In October of 1880, the store moved into its permanent home, the first building east of Citizens’ Bank. (The bank occupied the southeast corner of Conner and South Ninth Streets.)
According to the August 25, 1905, Enterprise, Craycraft’s variety store narrowed its focus to dry goods about ten years after the move. (Dry goods stores generally sold toiletries, notions, ready-to-wear clothing and yard goods, but no hardware or groceries.)
When Daniel Craycraft died in 1902, his 21 year-old son, George, took over the reins. Luckily, George had already decided to follow in his father’s footsteps and had just finished up his studies at a business school back east.
Two years later, George sold half interest in the store to head clerk Eugene Osbon and for a few years the store was known as ”Craycraft & Osbon.”
(There’s a neat photo in the Ledger’s 100th anniversary tabloid of a crowd standing in front of the Craycraft & Osbon store, waiting for $100 worth of pennies to be tossed from the roof as part of a sales promotion.)
After Osbon’s exit around 1910, Craycraft’s once again became a family concern.
George’s brother, Albert, joined the business in 1911, and following George’s death in 1940, he and George’s sons, George, Jr. and David, ran the company until it closed.
In addition to the main Conner Street location, Craycraft’s opened The Annex ( “a budget price, ready-to-wear store”) on the north side of the square in 1932 and from 1948 to 1956 the three Craycrafts and Albert’s son-in-law, Charles Lyon, operated an appliance store, Craycraft-Lyon, Inc.
Craycraft’s main store was remodeled four times, the last time in 1950 when it took over the building once occupied by the bank.
I remember Craycraft’s, but I was so young my memories of it are a little hazy and confined mostly to things a kid would think worth noticing, like the water fountain, the open tables filled with merchandise and the balcony.

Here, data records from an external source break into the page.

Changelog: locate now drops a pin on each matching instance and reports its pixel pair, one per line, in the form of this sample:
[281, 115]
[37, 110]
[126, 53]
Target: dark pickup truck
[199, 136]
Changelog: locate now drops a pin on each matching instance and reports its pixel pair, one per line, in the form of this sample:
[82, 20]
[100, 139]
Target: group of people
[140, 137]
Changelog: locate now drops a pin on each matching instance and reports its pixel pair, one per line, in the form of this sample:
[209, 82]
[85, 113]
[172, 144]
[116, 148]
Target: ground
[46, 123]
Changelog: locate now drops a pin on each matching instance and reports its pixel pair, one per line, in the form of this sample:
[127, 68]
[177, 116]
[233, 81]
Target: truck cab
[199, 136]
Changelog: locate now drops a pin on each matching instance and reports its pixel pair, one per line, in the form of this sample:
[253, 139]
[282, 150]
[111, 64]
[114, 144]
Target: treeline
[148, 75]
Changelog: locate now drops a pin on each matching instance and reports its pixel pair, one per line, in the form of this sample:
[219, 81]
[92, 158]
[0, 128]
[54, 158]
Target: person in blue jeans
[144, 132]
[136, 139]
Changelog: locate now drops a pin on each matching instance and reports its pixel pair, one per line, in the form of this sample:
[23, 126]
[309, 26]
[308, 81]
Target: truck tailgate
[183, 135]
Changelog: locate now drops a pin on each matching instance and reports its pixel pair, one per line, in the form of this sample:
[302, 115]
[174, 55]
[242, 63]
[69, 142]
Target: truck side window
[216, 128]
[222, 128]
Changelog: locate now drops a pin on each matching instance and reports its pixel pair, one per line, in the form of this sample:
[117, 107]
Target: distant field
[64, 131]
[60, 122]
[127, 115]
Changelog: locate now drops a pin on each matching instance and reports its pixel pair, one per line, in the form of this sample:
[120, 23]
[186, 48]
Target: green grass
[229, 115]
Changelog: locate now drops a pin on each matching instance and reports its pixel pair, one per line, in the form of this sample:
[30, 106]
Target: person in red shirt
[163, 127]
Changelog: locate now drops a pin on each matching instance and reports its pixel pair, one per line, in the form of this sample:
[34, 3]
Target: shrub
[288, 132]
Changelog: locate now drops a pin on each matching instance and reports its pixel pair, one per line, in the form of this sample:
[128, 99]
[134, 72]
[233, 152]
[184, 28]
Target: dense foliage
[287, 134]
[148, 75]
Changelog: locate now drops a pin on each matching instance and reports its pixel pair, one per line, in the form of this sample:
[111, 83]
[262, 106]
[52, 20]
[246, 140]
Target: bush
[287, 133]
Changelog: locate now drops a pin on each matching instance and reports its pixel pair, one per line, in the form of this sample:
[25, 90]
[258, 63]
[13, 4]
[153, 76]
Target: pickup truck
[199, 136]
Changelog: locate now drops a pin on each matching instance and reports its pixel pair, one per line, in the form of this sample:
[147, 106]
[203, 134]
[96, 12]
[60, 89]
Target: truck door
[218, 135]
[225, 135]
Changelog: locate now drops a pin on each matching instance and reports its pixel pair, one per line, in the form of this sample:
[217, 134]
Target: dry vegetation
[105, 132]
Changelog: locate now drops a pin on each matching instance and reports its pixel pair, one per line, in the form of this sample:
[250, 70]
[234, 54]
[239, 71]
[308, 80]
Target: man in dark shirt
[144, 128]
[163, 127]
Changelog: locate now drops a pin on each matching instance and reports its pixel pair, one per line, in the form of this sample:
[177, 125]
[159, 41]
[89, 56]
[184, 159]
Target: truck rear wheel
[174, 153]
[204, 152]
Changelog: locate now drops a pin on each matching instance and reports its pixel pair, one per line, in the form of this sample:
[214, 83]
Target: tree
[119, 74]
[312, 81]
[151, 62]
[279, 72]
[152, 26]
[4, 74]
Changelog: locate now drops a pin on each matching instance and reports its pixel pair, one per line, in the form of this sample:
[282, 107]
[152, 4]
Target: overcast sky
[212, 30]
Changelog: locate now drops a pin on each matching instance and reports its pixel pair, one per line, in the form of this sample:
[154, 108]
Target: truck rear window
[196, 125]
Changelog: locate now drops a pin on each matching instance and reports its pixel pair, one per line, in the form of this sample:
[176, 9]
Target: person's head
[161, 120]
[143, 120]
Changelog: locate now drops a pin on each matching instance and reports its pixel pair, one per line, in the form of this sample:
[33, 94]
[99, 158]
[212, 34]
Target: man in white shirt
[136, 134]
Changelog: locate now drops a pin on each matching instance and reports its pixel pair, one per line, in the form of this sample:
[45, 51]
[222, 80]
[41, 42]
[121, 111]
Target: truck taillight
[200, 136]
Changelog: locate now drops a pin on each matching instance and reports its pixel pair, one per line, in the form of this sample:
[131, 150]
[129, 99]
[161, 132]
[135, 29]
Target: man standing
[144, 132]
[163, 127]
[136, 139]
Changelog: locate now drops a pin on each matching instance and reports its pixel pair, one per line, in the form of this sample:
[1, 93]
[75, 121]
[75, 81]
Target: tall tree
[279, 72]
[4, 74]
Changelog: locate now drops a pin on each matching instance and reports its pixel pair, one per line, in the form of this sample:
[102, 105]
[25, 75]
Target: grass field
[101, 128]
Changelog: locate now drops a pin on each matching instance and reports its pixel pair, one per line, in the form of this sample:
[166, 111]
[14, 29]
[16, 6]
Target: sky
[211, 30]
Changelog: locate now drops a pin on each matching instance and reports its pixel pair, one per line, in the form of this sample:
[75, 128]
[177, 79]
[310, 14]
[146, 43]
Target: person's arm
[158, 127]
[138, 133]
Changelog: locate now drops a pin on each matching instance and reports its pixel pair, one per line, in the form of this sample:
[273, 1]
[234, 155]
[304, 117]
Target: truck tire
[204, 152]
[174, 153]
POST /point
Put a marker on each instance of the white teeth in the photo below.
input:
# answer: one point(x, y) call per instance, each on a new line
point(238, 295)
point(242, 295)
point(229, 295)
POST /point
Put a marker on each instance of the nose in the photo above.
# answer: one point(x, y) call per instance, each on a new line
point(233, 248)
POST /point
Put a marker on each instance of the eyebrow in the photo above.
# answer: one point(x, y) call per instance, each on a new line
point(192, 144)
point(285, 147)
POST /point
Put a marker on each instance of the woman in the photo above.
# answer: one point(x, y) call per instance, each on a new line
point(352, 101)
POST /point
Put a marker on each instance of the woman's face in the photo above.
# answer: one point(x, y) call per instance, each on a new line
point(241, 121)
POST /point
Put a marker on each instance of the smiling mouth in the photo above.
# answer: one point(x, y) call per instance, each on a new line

Albert Craycraft noted in John Foland’s “Remembrances” that the balcony was added so they’d have a place to sell Victrolas and Victor records. They also installed soundproof rooms where customers could listen to the records.
(Incidentally, the whole Craycraft family was quite musical. George, Sr., and Albert both played in small orchestras and many Noblesville children took piano lessons from their sister, Edith Craycraft Hovey or from Albert’s daughter, Mary Lyon.)
My main memory of Craycraft’s is of the shoe department. George Thom, who ran it, grew up down the street from my mother and “Uncle George” was the only person Mom trusted to fit me with shoes. Even if Craycraft’s only lasted 90 years, that’s still an amazing run for one business.